C’est, pour l’enfant, ce qu’il y a de plus difficile …

C’est à cette entreprise que s’est voué Claude Tomasi. Il nous propose ici une “vie” d’Henri Tomasi qui redonne tout son poids à ce grand compositeur, trop peu reconnu, que fut son père. A ce grand compositeur.

Ce geste est, d’abord, à prendre, sans doute, comme le mouvement d’une généalogie à rebours : c’est le fils, à présent, qui fait (re)vivre le père, manière de rembourser, si peu que ce soit possible, la dette infinie : “tu m’as donné de vivre, je te rends … que tu as vécu.”

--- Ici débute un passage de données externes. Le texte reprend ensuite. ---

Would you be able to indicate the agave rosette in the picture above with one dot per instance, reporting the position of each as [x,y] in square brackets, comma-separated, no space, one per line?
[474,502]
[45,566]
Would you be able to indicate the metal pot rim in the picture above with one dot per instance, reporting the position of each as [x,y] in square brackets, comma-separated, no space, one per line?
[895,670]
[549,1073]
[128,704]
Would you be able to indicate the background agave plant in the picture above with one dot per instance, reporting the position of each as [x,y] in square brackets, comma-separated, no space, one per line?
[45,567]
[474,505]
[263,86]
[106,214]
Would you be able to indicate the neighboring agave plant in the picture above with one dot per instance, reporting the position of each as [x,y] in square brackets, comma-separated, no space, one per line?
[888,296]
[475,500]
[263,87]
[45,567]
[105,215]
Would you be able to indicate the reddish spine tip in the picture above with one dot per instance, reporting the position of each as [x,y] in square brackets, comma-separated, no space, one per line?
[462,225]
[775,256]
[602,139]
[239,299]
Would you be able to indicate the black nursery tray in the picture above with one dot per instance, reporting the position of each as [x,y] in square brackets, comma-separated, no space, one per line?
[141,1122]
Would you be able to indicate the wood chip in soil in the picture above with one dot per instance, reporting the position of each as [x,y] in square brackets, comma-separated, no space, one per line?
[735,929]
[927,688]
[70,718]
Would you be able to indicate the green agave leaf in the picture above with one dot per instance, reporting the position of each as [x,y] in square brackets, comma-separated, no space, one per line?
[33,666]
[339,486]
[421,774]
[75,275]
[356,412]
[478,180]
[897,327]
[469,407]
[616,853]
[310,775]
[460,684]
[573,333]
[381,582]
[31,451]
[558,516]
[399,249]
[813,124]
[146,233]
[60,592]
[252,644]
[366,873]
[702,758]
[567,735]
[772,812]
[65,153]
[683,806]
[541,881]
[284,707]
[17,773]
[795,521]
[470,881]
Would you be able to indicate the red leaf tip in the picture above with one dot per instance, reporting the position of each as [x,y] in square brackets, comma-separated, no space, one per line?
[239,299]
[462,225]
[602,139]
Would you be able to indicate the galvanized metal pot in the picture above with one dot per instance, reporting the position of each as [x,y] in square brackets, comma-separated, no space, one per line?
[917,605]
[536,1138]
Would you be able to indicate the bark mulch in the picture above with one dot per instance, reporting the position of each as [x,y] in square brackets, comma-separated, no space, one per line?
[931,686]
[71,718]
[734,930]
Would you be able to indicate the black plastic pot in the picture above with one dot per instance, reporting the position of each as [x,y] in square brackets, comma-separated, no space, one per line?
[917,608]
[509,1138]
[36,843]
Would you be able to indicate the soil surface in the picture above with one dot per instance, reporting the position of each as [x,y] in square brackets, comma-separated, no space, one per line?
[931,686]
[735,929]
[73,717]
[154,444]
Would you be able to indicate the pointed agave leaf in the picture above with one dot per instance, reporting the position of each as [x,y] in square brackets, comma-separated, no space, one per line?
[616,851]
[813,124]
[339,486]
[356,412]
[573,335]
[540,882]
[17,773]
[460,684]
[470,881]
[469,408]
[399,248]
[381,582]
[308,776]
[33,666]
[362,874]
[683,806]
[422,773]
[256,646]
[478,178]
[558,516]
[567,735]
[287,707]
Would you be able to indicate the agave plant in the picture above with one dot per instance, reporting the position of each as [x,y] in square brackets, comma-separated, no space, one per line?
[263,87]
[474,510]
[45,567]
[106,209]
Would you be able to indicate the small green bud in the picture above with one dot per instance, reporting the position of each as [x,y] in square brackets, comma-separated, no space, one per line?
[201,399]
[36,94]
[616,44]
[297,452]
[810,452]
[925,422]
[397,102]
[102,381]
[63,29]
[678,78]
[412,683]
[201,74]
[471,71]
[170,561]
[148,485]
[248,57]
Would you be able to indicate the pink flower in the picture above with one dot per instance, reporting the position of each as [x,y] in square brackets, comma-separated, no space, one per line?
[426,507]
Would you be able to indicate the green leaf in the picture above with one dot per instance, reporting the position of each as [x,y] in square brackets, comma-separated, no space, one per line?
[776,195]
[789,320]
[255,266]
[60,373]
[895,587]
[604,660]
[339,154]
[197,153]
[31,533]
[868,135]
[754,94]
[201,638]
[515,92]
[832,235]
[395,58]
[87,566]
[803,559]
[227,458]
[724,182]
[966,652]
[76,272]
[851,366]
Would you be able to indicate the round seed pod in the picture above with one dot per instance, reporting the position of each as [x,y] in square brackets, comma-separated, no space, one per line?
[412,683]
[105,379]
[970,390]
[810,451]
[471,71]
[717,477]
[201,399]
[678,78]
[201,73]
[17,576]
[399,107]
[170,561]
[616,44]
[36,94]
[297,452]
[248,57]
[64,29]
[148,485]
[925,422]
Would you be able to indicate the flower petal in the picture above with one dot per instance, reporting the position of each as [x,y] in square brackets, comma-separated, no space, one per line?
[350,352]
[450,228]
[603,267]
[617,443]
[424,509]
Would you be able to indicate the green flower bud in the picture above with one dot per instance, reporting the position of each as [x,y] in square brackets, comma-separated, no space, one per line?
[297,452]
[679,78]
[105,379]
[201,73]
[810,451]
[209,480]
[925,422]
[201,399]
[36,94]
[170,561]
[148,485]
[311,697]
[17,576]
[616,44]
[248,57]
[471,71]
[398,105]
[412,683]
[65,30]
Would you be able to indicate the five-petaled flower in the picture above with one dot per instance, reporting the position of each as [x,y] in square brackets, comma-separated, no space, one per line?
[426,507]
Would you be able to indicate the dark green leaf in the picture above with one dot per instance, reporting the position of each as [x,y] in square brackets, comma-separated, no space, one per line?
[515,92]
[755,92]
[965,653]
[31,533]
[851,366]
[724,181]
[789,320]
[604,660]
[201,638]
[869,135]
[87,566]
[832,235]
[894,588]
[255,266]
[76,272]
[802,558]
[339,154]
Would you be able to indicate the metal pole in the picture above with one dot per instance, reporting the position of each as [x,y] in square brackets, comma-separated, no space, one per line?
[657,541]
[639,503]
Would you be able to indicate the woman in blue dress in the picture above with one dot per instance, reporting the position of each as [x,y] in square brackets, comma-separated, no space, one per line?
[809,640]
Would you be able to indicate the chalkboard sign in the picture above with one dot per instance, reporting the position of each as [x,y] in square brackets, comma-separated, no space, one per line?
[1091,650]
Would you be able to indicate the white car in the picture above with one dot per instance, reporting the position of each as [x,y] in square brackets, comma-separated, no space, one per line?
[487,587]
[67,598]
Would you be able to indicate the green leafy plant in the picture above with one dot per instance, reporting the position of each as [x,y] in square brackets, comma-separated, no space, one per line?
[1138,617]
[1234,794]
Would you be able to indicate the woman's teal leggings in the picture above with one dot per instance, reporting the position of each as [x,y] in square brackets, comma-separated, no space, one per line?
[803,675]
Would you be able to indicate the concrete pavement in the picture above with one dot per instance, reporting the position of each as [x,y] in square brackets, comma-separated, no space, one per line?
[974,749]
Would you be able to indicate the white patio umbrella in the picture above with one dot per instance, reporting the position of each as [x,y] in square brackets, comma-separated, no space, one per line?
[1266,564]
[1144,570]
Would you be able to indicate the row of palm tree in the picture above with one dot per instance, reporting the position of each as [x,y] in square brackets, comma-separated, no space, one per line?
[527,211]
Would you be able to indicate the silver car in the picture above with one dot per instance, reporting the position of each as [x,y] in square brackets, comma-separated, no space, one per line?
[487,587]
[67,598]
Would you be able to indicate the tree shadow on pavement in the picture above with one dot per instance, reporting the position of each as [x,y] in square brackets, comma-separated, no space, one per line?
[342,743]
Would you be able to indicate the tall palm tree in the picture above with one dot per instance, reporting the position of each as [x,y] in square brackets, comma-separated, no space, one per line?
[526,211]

Mais comment écrire une vie ?

Et en une petite centaine de pages, encore ? Précisément : ce n’est pas, on s’en doute, qu’il y eût peu à dire sur Henri Tomasi, mais qu’il faut, dès l’abord, lire la brièveté de cette biographie comme une première délicatesse. Ce livre, cette vie d’Henri Tomasi, dit surtout qu’un livre ne saurait être une vie ; que si Claude, ici, évoque, convoque, voire provoque Henri, qu’il l’appelle, le rappelle, se rappelle, nous le rappelle, Henri n’est pas dans le livre, il n’y est pas enfermé, que c’est par ses blancs autant que par ses lignes écrites, d’ailleurs douces, amoureuses, attentives à l’extrême, que Claude Tomasi nous fait entendre Henri Tomasi , et que celui-ci a pesé de tout son poids de vivant sur notre terre. Que “graphie” ici est moins que “bio”, et que jamais le fils ne sera quitte de tout ce qu’a donné le père.

C’est, semble dire le livre sans cesse, qu’il existe une autre biographie d’Henri Tomasi, plus “juste”, sans doute, que celle-ci, et qui est la musique d’Henri Tomasi. Et que c’est comme l’on voit encore la lumière d’une étoile depuis longtemps disparue qu’il nous faut entendre la musique de cet homme qui n’est plus : elle est, ce qui, de sa vie, s’est écrit.

Pourtant, on entend bien une voix dans cet écrit, et qui enchante… Est-ce Claude Tomasi, dans ce livre, qui, à l’écoute d’Henri Tomasi, a fait de sa vie une musique, ou bien, la musique qui, pour Henri Tomasi, était déjà l’écume d’une vie, la sienne. Quoi qu’il en soit, le livre s’écoute plus qu’il ne se lit. Juste retour des choses : la musique que fit celui qui fut cette voix est, aura toujours été, une musique qui écoute. Oui : parce qu’Henri Tomasi fut un homme préoccupé du monde, un véritable messager d’humanité, et qu’en lui éthique et musique se traduisaient sans relâche dans la langue l’une de l’autre, sa musique, ouverte et savante à la fois, nous fait entendre que toute musique est d’abord écoute de l’autre. Elle semble non pas plénitude, non pas massivité, non pas autorité, fussent-elles sublimes, mais le bruissement harmonieux que ferait notre propre écoute à venir, notre écoute de quelque chose d’autre qu’elle, et que nous. C’est une musique qui nous rend les origines.

Pour avoir été le récitant de Tipasa, texte d’Albert Camus, je puis dire mon émotion lorsque j’entendis pour la première fois l’orchestre de Philippe Bender jouer du Tomasi : une pluie d’avant la pluie, une mer d’avant la mer, une montagne d’avant la montagne étaient là, à portée d’oreille. Et tout cela, non pas illustrait, mais écoutait Camus, son texte, ses idées. C’est qu’Henri Tomasi était un passeur, et sa musique est une traduction : celle, en une langue d’avant les langues, de ce que nous avions toujours pris pour du silence, et du tu.

La musique d’Henri Tomasi est encore inouïe.

Il était peut-être écrit sur les portées de son destin que son écriture musicale ne serait pas reconnue, aujourd’hui encore, comme elle devrait. Mais, grâce à ce petit grand livre, on entend déjà au loin, à travers les doutes, les colères, les amours de l’homme, son génie. Cela aussi est écrit.